Associated Press, Friday, 29 June, 2001

Taipei, Taiwan-- Taiwan's former president, Lee Teng-hui, challenged hundreds of Chinese students protesting his U.S. visit to return to the mainland and demonstrate against their repressive communist government.

former President Lee Teng-hui

The retired leader made the comments Thursday to Taiwanese reporters on the campus of Cornell University in Ithaca, N.Y., where a research center has been named in his honor. Mr. Lee's remarks led newscasts Friday morning in Taiwan.

Chinese leaders have long considered Mr. Lee to be one of their worst enemies because they think he wants to make Taiwan an independent nation.
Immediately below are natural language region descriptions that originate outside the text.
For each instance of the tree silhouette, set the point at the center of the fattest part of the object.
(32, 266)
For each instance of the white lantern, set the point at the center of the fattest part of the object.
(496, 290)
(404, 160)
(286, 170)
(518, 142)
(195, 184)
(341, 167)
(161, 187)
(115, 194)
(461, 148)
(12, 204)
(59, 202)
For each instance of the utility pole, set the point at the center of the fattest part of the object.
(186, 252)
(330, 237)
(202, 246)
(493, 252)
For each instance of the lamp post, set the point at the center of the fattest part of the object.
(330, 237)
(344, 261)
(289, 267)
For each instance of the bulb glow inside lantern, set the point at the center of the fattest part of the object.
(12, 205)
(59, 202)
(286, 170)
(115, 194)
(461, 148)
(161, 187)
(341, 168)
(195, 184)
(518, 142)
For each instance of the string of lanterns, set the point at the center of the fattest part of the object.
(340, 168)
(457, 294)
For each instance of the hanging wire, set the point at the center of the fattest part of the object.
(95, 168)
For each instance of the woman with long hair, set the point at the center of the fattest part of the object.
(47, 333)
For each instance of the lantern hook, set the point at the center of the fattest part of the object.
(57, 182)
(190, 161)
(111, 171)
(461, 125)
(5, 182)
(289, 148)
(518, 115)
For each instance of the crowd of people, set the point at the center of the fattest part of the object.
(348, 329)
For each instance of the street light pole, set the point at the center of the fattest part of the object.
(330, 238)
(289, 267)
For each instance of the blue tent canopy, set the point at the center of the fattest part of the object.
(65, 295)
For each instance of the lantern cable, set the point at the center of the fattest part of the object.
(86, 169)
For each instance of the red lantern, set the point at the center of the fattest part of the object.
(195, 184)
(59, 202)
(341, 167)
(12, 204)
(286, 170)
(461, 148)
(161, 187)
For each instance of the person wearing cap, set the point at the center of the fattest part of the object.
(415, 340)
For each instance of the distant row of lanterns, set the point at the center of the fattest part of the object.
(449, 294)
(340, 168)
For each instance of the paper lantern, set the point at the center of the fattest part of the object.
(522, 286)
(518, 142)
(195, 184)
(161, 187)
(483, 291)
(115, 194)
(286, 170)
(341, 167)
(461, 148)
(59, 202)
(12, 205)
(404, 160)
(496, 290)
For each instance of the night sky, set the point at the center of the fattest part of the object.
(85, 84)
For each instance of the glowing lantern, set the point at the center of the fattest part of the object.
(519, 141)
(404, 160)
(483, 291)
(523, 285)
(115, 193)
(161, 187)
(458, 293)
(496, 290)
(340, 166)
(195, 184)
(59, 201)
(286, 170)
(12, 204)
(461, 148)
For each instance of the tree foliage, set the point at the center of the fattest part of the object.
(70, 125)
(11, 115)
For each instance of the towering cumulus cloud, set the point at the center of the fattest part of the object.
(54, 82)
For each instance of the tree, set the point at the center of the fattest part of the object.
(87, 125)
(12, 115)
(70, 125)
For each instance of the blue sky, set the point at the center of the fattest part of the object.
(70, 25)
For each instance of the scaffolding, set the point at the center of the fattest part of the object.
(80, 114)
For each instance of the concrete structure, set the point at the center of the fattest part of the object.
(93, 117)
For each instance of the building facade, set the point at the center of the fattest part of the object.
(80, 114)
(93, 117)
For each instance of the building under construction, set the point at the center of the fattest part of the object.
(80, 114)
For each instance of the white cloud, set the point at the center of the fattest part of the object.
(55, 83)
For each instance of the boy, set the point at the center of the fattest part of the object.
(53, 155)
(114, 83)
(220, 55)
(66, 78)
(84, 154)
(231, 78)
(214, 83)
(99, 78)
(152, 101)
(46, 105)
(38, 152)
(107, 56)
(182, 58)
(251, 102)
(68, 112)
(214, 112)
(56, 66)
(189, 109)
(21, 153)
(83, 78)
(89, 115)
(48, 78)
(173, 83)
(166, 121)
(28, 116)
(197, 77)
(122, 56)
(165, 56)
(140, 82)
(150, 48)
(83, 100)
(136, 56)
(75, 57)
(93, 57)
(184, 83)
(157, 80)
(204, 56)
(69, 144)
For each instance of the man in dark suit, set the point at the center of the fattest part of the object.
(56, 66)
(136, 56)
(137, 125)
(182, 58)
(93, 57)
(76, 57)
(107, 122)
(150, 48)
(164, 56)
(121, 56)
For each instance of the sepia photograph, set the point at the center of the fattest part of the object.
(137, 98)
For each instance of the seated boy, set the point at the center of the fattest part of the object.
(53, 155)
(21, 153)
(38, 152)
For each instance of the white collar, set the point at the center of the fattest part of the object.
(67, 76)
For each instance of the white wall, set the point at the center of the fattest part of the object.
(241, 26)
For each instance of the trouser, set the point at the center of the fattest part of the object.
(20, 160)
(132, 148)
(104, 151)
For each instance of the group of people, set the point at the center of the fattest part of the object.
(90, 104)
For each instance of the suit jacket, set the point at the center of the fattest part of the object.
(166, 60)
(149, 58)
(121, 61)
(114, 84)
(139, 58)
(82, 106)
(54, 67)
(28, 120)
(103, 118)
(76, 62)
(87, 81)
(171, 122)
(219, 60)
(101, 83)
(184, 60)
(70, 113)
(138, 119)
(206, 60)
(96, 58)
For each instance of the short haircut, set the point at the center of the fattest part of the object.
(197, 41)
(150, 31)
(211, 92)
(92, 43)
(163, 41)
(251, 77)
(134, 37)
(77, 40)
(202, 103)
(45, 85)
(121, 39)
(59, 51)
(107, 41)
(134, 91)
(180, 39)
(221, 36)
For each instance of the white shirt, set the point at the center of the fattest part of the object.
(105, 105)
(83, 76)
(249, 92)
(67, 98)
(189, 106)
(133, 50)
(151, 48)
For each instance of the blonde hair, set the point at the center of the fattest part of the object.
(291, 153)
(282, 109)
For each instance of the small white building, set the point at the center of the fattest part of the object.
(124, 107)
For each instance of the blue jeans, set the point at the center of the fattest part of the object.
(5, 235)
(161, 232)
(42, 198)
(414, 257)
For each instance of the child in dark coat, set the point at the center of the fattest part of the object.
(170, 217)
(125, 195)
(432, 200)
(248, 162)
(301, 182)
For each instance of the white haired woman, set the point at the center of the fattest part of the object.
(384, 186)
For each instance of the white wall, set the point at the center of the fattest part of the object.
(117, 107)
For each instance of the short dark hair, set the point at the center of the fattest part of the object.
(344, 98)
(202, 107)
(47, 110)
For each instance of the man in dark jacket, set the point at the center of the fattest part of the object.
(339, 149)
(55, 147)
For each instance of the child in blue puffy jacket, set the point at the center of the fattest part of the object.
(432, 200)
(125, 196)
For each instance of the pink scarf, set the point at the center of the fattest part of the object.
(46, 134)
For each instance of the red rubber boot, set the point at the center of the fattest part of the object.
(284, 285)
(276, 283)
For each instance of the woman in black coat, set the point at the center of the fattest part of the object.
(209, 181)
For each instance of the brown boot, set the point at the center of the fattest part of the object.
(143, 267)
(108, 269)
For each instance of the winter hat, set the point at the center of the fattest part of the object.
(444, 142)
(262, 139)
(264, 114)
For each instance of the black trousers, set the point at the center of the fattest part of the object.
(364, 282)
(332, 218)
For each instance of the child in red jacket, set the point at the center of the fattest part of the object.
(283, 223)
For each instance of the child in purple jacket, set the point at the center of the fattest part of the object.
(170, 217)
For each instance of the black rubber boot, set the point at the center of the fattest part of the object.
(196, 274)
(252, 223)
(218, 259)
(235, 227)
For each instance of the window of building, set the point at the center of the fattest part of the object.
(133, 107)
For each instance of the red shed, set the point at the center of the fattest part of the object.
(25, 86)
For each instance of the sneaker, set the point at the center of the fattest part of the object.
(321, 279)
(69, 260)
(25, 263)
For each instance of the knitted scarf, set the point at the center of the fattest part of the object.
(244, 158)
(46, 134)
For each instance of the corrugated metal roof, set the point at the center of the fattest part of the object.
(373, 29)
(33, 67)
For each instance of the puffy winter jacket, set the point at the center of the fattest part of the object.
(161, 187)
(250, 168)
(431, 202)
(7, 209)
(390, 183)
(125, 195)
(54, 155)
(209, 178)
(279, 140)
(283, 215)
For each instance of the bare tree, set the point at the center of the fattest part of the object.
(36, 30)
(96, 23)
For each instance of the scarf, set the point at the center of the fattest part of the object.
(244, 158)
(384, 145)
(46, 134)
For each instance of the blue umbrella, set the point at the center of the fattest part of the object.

Since the Communist Party took over China five decades ago, Taiwan has refused to accept Beijing's rule. China warns that the island must eventually unify or face war. Mr. Lee has never ruled out unification, but he has said China must be democratic before Taiwan rejoins the mainland.

More than 200 students from China protested Mr. Lee's Cornell visit and the school's decision to name the research center after him. Mr. Lee graduated from Cornell in 1968 with a Ph.D. in agricultural economics.

When asked what he thought of the protesters, Mr. Lee said, "I'd like to ask them: Where are you from? Why don't you go back and tell your own government that freedom and democracy are common world values?" He added, "Just look at the people in Beijing and how they're being bullied. They have no freedom at all."

The 78-year-old statesman has been nicknamed "Mr. Democracy" because he presided over Taiwan's rapid shift from authoritarian rule to democracy during his 12 years in office.

Mr. Lee also said that Taiwan should not be too worried about its high-tech companies moving their factories to China. Although political relations with China are tense, business ties are booming. Most of Taiwan's top electronics companies are interested in setting up factories in China, where labor and land are cheaper.

Mr. Lee said that Taiwan still has an important edge because the Taiwanese are more talented and innovative and China will have difficulty keeping up with them.